Putting down her pail of water, she turned toward me, and was about to speak, when Mrs. Browne rushed in, her face flushed, her eyes protruding, and the false piece she wore on the front of her head all awry, as if she had put her hand suddenly to her hair and pushed it aside.

“What do you think?” she began, dropping into a chair, and wiping her face with her apron, “that a peace-abiding woman should be so disgraced and insulted! The police, or one of them—that high-up one, Seguin—is here in my kitchen, questioning the servants as to whether they had seen Ivan Scholaskie about the premises!

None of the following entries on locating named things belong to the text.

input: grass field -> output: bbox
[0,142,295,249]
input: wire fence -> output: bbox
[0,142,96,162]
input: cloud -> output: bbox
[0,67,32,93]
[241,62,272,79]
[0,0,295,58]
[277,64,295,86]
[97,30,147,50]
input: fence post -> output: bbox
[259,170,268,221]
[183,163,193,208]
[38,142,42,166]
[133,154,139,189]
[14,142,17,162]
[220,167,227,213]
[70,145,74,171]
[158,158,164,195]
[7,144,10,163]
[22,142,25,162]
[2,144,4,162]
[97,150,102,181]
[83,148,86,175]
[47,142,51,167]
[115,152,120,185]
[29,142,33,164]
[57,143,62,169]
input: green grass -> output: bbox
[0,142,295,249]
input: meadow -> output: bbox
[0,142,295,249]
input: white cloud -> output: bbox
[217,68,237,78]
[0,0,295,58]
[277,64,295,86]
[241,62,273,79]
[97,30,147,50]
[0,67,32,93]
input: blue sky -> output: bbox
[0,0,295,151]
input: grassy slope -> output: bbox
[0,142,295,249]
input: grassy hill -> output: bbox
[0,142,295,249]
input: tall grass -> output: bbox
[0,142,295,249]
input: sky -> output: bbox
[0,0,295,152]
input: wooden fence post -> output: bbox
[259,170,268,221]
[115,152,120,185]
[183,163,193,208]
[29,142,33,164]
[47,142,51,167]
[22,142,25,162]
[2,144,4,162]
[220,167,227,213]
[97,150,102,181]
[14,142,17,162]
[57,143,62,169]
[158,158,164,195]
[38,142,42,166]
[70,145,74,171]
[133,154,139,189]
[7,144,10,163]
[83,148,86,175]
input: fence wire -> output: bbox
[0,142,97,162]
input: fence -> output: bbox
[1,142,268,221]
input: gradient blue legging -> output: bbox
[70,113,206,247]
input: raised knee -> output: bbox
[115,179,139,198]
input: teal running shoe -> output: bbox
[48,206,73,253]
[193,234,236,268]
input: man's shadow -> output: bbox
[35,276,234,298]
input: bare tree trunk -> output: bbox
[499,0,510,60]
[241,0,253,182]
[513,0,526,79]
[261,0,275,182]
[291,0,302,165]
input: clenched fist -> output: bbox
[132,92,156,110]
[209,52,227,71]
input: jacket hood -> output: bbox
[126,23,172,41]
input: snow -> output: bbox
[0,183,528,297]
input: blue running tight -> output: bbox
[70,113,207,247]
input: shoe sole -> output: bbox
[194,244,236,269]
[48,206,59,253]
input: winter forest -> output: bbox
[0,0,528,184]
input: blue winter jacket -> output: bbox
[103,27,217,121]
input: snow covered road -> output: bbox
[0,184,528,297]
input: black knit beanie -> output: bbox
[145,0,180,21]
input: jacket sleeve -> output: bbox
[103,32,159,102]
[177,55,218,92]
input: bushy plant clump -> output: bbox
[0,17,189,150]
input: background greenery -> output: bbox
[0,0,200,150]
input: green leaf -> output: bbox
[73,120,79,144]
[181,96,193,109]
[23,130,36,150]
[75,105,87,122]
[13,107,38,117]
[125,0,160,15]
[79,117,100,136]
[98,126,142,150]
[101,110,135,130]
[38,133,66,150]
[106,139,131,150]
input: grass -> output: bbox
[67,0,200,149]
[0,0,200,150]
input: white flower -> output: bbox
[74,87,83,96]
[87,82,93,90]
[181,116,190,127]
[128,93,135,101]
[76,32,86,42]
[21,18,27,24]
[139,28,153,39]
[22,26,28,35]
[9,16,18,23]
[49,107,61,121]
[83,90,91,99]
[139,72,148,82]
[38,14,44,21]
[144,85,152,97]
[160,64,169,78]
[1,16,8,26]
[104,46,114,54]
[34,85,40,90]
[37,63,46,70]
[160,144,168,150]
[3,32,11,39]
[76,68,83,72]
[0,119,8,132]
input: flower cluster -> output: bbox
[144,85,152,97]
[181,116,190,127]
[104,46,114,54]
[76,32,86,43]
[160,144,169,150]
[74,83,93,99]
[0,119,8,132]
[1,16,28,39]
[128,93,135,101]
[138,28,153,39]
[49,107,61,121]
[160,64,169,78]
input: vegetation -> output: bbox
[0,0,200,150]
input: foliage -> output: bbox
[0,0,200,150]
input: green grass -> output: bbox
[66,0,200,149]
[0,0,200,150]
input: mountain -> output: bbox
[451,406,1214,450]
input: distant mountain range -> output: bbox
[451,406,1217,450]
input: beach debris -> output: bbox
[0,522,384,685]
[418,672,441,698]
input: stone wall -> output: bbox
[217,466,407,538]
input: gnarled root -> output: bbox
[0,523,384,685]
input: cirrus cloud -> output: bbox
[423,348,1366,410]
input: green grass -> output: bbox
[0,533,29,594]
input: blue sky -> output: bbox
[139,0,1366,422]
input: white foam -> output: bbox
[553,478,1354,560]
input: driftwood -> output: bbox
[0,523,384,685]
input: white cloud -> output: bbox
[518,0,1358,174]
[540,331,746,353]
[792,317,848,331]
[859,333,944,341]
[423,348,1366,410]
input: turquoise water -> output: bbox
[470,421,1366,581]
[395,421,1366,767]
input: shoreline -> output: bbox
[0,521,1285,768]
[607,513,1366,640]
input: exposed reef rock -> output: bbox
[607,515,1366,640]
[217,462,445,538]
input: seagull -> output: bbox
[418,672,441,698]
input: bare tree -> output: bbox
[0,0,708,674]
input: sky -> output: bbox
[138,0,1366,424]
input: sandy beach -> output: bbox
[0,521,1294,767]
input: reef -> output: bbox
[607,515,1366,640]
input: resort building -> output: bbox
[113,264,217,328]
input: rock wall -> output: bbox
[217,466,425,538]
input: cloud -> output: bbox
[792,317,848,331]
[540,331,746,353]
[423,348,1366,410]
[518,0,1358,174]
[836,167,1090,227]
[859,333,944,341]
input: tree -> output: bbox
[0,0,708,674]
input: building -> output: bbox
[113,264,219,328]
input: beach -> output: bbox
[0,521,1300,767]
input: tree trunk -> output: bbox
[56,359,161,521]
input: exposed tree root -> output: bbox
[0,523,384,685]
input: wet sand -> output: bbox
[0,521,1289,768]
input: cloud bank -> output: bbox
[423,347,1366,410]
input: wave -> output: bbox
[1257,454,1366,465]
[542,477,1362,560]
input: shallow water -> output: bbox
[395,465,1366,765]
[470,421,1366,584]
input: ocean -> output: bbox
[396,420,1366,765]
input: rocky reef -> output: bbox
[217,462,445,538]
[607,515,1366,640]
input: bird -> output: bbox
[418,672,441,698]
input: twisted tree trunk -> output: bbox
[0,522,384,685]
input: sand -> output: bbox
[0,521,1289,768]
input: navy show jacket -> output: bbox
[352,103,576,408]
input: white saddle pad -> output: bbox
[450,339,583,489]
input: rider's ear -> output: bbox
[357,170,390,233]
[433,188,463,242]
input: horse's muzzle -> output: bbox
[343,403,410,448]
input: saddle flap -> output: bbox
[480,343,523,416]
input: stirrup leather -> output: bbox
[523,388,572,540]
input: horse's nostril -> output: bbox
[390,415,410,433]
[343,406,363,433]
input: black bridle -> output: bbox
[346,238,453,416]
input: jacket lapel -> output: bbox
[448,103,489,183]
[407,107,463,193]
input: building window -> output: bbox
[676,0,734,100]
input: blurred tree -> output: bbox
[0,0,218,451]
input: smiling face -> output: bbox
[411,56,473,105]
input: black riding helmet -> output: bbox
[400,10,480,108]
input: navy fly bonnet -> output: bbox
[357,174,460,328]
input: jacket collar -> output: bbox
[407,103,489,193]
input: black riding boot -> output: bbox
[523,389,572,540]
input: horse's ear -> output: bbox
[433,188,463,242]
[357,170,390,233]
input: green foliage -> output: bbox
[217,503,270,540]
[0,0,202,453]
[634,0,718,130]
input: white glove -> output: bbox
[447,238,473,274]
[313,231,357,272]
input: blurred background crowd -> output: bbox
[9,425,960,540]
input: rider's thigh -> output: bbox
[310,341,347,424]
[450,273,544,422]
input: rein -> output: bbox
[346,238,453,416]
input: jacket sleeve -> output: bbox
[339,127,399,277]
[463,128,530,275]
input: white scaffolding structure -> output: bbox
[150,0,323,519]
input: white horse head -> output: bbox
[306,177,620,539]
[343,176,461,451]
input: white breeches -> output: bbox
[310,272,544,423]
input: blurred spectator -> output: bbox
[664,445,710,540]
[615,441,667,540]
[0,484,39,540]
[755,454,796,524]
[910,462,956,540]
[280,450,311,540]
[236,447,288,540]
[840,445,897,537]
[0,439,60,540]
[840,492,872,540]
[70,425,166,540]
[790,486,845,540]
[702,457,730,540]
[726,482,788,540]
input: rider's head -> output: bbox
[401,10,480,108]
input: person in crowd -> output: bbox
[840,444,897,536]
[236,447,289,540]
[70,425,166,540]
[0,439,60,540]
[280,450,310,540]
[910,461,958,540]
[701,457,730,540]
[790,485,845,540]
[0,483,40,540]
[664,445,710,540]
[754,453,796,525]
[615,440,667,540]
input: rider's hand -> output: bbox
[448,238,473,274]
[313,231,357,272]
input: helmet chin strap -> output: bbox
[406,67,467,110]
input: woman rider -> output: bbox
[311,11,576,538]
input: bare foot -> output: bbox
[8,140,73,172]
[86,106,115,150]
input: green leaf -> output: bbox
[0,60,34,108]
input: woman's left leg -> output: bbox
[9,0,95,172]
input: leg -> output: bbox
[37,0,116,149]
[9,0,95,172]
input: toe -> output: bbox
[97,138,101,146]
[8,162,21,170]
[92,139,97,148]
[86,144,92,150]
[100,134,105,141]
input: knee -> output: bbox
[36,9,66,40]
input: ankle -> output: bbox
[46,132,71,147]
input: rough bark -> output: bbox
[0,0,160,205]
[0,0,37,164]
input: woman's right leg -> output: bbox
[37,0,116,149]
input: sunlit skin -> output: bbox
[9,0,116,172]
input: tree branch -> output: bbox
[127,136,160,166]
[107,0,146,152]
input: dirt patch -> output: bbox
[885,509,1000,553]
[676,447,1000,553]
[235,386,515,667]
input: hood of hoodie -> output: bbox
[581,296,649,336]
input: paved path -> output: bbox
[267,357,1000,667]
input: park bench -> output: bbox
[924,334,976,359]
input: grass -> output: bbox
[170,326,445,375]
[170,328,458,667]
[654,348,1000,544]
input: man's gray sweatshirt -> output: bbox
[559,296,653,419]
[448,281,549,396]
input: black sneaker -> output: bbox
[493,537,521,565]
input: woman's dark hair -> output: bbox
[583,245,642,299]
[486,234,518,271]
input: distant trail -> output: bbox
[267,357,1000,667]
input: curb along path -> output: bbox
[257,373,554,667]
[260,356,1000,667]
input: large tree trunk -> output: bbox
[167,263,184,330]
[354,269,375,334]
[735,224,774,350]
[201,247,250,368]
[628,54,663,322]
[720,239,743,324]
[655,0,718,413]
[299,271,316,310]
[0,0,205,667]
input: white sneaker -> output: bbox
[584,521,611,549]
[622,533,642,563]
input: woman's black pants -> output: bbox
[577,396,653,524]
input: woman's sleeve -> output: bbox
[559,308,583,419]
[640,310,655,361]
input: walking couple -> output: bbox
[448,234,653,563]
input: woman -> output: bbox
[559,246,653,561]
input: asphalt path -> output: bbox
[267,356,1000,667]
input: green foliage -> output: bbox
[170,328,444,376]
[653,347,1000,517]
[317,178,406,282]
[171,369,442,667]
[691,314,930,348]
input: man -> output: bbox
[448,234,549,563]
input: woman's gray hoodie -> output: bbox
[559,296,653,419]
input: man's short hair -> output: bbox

“Ivan Scholaskie, indeed! How would they know him, or harbor him, when they are true as steel to the czar? I told the fellow so, and he laughed, and said: ‘Maybe, but I’d like to see them. There may be some acquaintances among them, or possibly they have means of secreting a comrade. Can I see their rooms?’ I was so mad! And I wish I had never rented this Scholaskie house. I believe it reeks with the very atmosphere of them. Ivan here, indeed! Where is he?”

I could not enlighten her, and she went on: “I called the servants together, and told him to ask them what he pleased.”

“‘Are these all you have in your employ?’ he asked, and I told him all, except old Alex, who was in Miss Harding’s room. I’d call her.

“‘No,’ he said. ‘It does not matter. I must go to Miss Harding’s room; to all the rooms, in fact.’

“Then I gave him a piece of my mind; insulting me, an English woman! And I come to warn you not to be scared. He really acts like a gentleman, and as if he hated his work. I must go now and tell the other guests. Alex, be cool, if he questions you, and be sure and clean that mantel and hearth as they ought to be cleaned, and have not been in a week.”

She hurried away, and as Mrs. Whitney, at the first mention of police, had fled to her room, I was alone with old Alex, who turned her face toward me with a reassuring smile, and then went on with her work.

“Alex,” I said, “if he asks you if you have seen Ivan, what will you tell him?”

“A lie, of course,” was the prompt reply. “We all have to do that, and ask forgiveness afterward.”